Stop saying “remote” if you need a specific timezone - mattigames
https://ivanca.tumblr.com/post/187107886473/stop-saying-remote-if-you-need-a-specific
======
LogicX
We're a remote company, and due to issues we experienced with employees too
far off from the core team timezone (US Eastern) - having no overlapping hours
slowed down productivity and caused issues. We now have a guideline to be in a
timezone 6 hours or less away.

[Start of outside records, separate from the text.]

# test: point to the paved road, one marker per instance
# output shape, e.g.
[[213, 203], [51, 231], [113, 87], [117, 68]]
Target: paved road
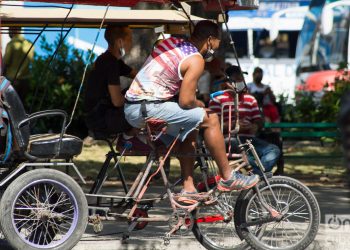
[[332, 201]]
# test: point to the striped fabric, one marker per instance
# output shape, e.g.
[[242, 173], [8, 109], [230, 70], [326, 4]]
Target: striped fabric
[[160, 77], [248, 109]]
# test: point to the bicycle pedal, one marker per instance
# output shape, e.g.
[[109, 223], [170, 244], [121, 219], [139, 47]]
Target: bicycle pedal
[[211, 201]]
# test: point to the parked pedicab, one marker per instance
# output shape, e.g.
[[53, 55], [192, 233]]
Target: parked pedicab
[[42, 208]]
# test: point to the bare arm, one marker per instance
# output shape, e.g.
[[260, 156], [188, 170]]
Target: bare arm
[[132, 74], [191, 70], [116, 95]]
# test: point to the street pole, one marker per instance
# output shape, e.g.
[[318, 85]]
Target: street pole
[[0, 44]]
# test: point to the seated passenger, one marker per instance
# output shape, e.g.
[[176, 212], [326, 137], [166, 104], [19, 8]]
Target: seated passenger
[[174, 67], [264, 95], [250, 122], [104, 97]]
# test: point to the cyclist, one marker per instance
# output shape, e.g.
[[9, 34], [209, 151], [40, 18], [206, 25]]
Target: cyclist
[[174, 67]]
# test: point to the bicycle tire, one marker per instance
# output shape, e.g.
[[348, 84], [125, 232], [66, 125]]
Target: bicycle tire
[[256, 238], [49, 201]]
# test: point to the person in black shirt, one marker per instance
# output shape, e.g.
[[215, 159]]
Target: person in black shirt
[[104, 98]]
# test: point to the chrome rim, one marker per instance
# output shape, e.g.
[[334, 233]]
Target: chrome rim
[[44, 213], [295, 224]]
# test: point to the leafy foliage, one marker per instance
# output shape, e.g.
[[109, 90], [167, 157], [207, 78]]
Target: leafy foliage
[[310, 108], [55, 84]]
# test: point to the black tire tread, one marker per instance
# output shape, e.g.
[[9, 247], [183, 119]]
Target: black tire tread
[[251, 240], [33, 175]]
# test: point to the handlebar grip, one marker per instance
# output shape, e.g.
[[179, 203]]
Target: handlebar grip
[[217, 93]]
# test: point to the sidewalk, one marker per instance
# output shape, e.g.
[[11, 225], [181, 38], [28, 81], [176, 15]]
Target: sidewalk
[[333, 201]]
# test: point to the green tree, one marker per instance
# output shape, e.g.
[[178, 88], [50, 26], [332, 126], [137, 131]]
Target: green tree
[[55, 85]]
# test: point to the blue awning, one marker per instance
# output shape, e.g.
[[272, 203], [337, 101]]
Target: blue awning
[[290, 14]]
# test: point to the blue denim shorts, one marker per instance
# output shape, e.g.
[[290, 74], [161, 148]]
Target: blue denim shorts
[[176, 117]]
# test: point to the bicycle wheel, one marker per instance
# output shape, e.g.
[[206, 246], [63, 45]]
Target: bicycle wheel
[[296, 229], [43, 209], [214, 230]]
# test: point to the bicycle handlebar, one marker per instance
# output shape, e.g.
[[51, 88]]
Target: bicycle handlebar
[[218, 93]]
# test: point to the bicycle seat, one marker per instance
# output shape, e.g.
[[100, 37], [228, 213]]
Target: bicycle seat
[[44, 145], [156, 125]]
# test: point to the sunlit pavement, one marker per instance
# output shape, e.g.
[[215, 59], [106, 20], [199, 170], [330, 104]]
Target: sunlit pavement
[[332, 234]]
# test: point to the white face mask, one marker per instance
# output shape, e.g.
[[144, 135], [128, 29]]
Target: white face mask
[[209, 55], [240, 86], [122, 50]]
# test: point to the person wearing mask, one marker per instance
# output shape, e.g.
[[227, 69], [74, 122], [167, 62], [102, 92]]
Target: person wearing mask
[[264, 95], [250, 122], [104, 96], [174, 68]]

Obviously this can stretch if someone prefers
to work other hours and does so consistently... however what we don't want to
happen is we post 'these are our team hours' and someone is eager beaver to
interview for the job, and claims they can work those hours, but never has
before, and doesn't stick to it after being hired.

So per your example, I can't actually specify Europe-Remote, because I don't
care if you're in Colombia, Brazil, US, UK.. just works two hours overlap with
US Eastern 9-5.

I understand your frustration. I just wanted to share an employer perspective.
I don't have a great solution besides that we're always upfront in our job
postings about the 6 hour timezone from US Eastern guideline.

------
nathanaldensr
False dichotomy. The choice is not between in-office and anywhere-in-the-
world; there are many possibilities in between:

\- Remote with occasional long-distance trips to the office (i.e., plane
travel)

\- Remote where one lives within driving distance of the office

\- Remote with no office visits

------
planetburgess
Employers and teams can choose to work synchronously which means timezones are
important. Remote doesn't necessarily mean anywhere, anytime, anyhow.